(Sept 23): Singapore’s key core inflation gauge held near an almost 14-year high in August, further solidifying bets that the central bank will tighten policy at its meeting next month.
The core inflation measure, which excludes private transport and accommodation, rose 5.1% in August from a year earlier, according to a joint statement from the Monetary Authority of Singapore (MAS) and the Ministry of Trade and Industry on Friday. That was the highest since November 2008 and compares with a 5% Bloomberg survey median ahead of the report.
Headline inflation increased to 7.5% from 7% in July. That compares with a 7.2% median in the Bloomberg survey.
MAS officials have been awaiting a peak in inflation that’s expected before year-end, even as they acknowledge price growth should remain high in 2023.
Singapore’s central bank, which uses the exchange rate as its main policy tool rather than a benchmark interest rate, looks increasingly likely to tighten at its second of twice-yearly scheduled meetings in mid-October. It has already tightened policy four times in the past year, including two surprise moves in January and July.
For the full year, the MAS reiterated projections for the core gauge to come in at between 3% and 4%, with the all-items measure seen at 5%-6%.

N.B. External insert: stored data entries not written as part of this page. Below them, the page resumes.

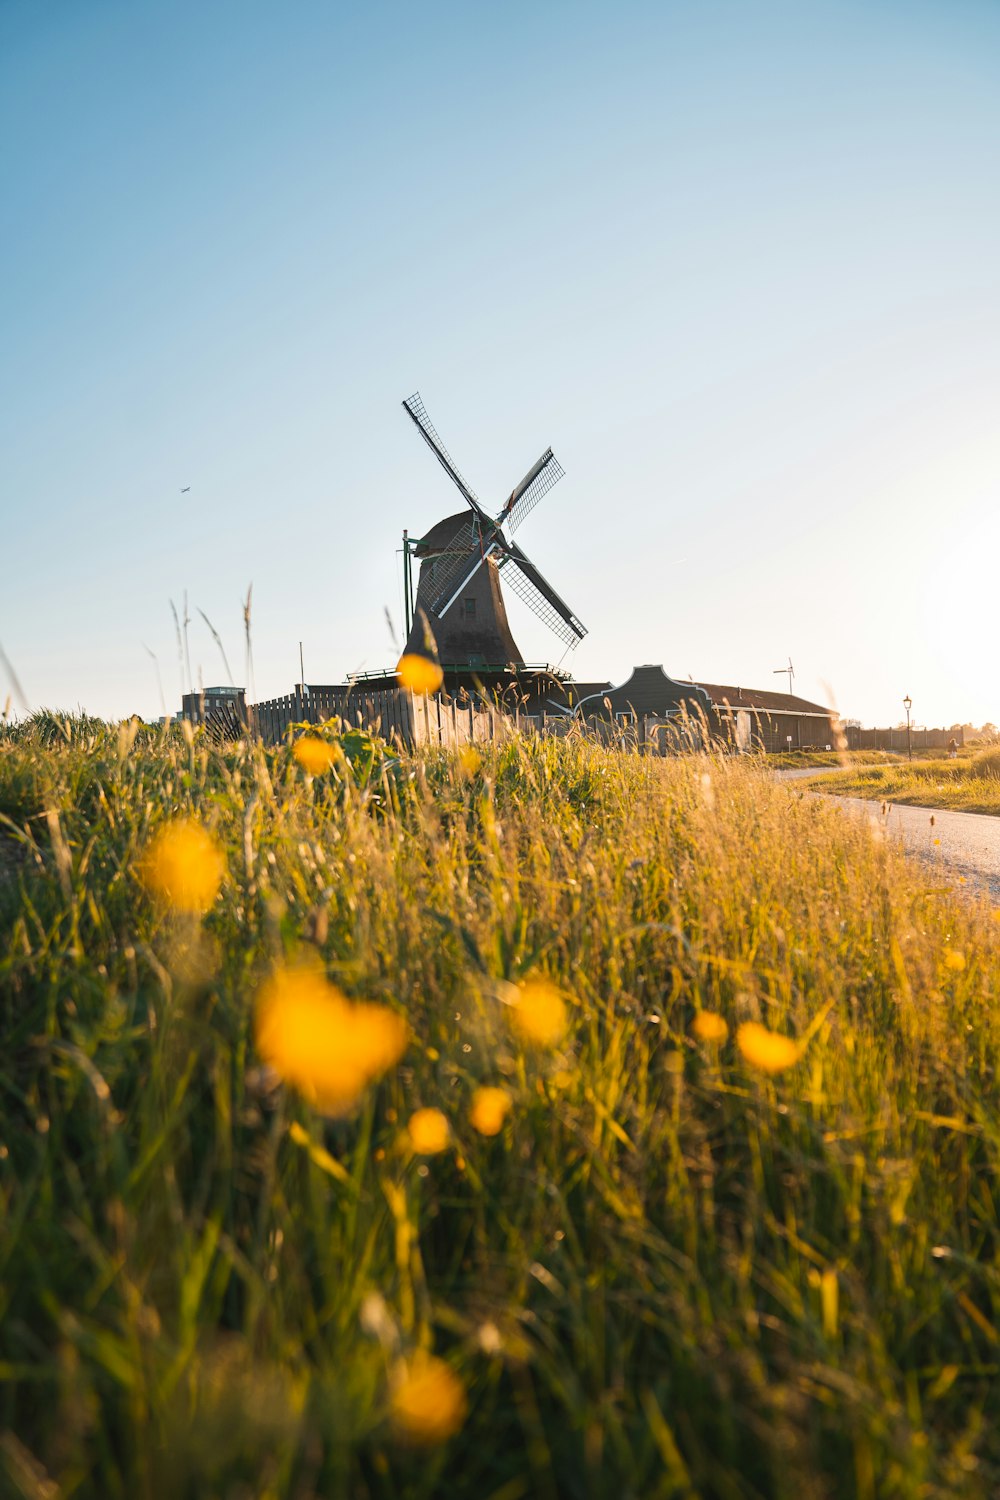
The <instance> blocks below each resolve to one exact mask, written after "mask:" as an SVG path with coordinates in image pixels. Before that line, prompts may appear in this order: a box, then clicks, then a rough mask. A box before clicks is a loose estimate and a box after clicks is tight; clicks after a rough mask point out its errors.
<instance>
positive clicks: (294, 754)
mask: <svg viewBox="0 0 1000 1500" xmlns="http://www.w3.org/2000/svg"><path fill="white" fill-rule="evenodd" d="M336 753H337V751H336V747H334V745H331V744H328V742H327V741H325V739H318V738H316V735H303V736H301V738H300V739H297V741H295V744H294V745H292V754H294V756H295V759H297V760H298V763H300V766H301V768H303V771H306V772H307V774H309V775H322V772H324V771H328V769H330V766H331V765H333V762H334V759H336Z"/></svg>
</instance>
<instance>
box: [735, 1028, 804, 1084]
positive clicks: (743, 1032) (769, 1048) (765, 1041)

More key figures from Friday’s Singapore CPI report:
- Food prices rose 6.4% year-on-year
- Transport costs increased 20.2%
- Housing and utilities rose 6%
- Communication declined 1.1%
- On month-on-month basis, core CPI and all-items CPI rose by 0.5% and 0.9%, respectively
Still-bubbling price growth has ramped up pressure also on government officials. Fiscal support, including a S$1.5 billion package in June that included utilities rebates, has emphasised targeted support for the most vulnerable households that doesn’t risk an overdo of government spending that in turn would exacerbate inflation.